Algorithms combining functions

Differential/recurrence equations that define special functions can be recombined [67] to define: additions and products of special functions; compositions of special functions; integrals and sums involving special functions. Zeilberger's fast algorithm for obtaining recurrences satisfied by parametrised binomial sums was developed in the early 1990s already [68]. It is the basis of all modern definite summation and integration algorithms. The theory was made fully rigorous and algorithmic in later works, mostly by a group in Risc (Linz, Austria) and by members of the team [56], [64], [33], [30], [31], [51]. The past ÉPI Algorithms contributed several implementations (gfun [59], Mgfun [33]).

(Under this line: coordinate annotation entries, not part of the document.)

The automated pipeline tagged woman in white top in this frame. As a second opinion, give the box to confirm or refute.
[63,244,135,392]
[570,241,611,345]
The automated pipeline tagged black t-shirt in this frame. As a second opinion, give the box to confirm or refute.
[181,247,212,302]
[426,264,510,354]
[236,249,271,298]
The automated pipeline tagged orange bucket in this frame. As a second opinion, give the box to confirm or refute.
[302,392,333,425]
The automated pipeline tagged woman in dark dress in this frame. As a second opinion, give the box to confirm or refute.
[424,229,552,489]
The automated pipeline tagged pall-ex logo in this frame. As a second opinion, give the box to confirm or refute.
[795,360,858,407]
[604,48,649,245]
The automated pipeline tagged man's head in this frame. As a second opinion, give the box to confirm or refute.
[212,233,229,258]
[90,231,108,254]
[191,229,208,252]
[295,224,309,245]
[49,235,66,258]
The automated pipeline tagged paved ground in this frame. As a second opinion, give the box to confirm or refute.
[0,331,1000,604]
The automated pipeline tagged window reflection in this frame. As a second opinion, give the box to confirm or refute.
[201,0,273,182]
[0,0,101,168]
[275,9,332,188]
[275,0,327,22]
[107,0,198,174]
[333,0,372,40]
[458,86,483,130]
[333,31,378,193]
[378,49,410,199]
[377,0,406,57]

Solving functional equations

Encoding special functions as defining linear functional equations postpones some of the difficulty of the problems to a delayed solving of equations. But at the same time, solving (for special classes of functions) is a sub-task of many algorithms on special functions, especially so when solving in terms of polynomial or rational functions. A lot of work has been done in this direction in the 1990s; more intensively since the 2000s, solving differential and recurrence equations in terms of special functions has also been investigated.

Multi-precision numerical evaluation

A major conceptual and algorithmic difference exists for numerical calculations between data structures that fit on a machine word and data structures of arbitrary length, that is, multi-precision arithmetic. When multi-precision floating-point numbers became available, early works on the evaluation of special functions were just promising that “most” digits in the output were correct, and performed by heuristically increasing precision during intermediate calculations, without intended rigour. The original theory has evolved in a twofold way since the 1990s: by making computable all constants hidden in asymptotic approximations, it became possible to guarantee a prescribed absolute precision; by employing state-of-the-art algorithms on polynomials, matrices, etc, it became possible to have evaluation algorithms in a time complexity that is linear in the output size, with a constant that is not more than a few units. On the implementation side, several original works exist, one of which (NumGfun [55]) is used in our DDMF.

Guessing heuristics

“Differential approximation”, or “Guessing”, is an operation to get an ODE likely to be satisfied by a given approximate series expansion of an unknown function. This has been used at least since the 1970s and is a key stone in spectacular applications in experimental mathematics [29]. All this is based on subtle algorithms for Hermite–Padé approximants [18]. Moreover, guessing can at times be complemented by proven quantitative results that turn the heuristics into an algorithm [26]. This is a promising algorithmic approach that deserves more attention than it has received so far.

Complexity-driven design of algorithms

The main concern of computer algebra has long been to prove the feasibility of a given problem, that is, to show the existence of an algorithmic solution for it. However, with the advent of faster and faster computers, complexity results have ceased to be of theoretical interest only. Nowadays, a large track of works in computer algebra is interested in developing fast algorithms, with time complexity as close as possible to linear in their output size. After most of the more pervasive objects like integers, polynomials, and matrices have been endowed with fast algorithms for the main operations on them [38], the community, including ourselves, started to turn its attention to differential and recurrence objects in the 2000s. The subject is still not as developed as in the commutative case, and a major challenge remains to understand the combinatorics behind summation and integration. On the methodological side, several paradigms occur repeatedly in fast algorithms: “divide and conquer” to balance calculations, “evaluation and interpolation” to avoid intermediate swell of data, etc. [23].